13.07.2018
Flügel wachsen

Jedem Flugzeug schaut er lange hinterher. Und bekommt Fernweh. Jedes Mal.

Sobald er eines hört, legt er den Kopf in den Nacken und sucht den Himmel ab. Vielleicht ist es ein Flieger Richtung Süden. Irgendwo ans Meer. Er möchte mit. Dort am Strand sitzen, in einem Café einen Wein trinken. Mit den Leuten plaudern. Sehen, wie die Fischerboote reinkommen und die Netze aufräumen.

Er kann sofort anfangen zu träumen.

Er ist so gerne unterwegs. Im Rollstuhl durchaus ein Problem. In seinen Träumen kann er laufen. Und surfen. Ist braungebrannt und muskulös. Ein Weltenbummler.

So möchte er das können: Rucksack packen und los. Last minute. Am Flughafen zwei Tickets buchen. Für seine ebenfalls gutaussehende Freundin, die er dann natürlich haben würde.

Hinaus in die Welt. Fremde Länder entdecken, fremde Sprachen sprechen, fremde Menschen kennenlernen und schätzen. Viel Sonne abbekommen, Sand schmecken.

In seinem Herzen ist er Weltreisender.

Wenn du mir schon keine starken Beine gegeben hast, Gott, dann gib mir wenigstens Flügel, betet er.

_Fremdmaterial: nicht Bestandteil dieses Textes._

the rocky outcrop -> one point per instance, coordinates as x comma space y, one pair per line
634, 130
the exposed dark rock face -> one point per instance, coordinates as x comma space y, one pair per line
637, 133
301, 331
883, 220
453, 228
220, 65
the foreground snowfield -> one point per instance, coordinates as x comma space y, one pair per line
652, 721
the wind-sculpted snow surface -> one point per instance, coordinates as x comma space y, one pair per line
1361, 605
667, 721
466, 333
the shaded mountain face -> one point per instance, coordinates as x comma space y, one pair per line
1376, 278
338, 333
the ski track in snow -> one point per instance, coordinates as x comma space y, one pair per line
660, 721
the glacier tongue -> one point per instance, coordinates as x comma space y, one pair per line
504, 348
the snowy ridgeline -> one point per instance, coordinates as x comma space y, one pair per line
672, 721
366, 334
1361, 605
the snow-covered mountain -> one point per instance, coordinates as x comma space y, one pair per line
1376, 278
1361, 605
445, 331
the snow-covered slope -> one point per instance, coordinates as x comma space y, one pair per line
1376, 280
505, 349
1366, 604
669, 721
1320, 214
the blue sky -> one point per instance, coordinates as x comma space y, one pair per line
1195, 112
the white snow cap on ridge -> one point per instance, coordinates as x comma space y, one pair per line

Verreisen mit Rollstuhl? Das geht, sagt die Frau im Reisebüro. Sie ist jung und gutaussehend.

Sie habe von einem Neuseeländer gelesen, der das gemacht hat. Der sei einfach losgefahren. Habe sich wacker geschlagen.

Knistert da was? Wachsen Flügel?

Dabei glaub er gar nicht an Gott.

Aber steckt mal die Broschüre zum Thema „Mit Rollstuhl reisen“ in die Tasche.

Für alle Fälle.

Träumen sie schön. Wünscht ihnen Ulrike Greim, Weimar, Evangelische Kirche.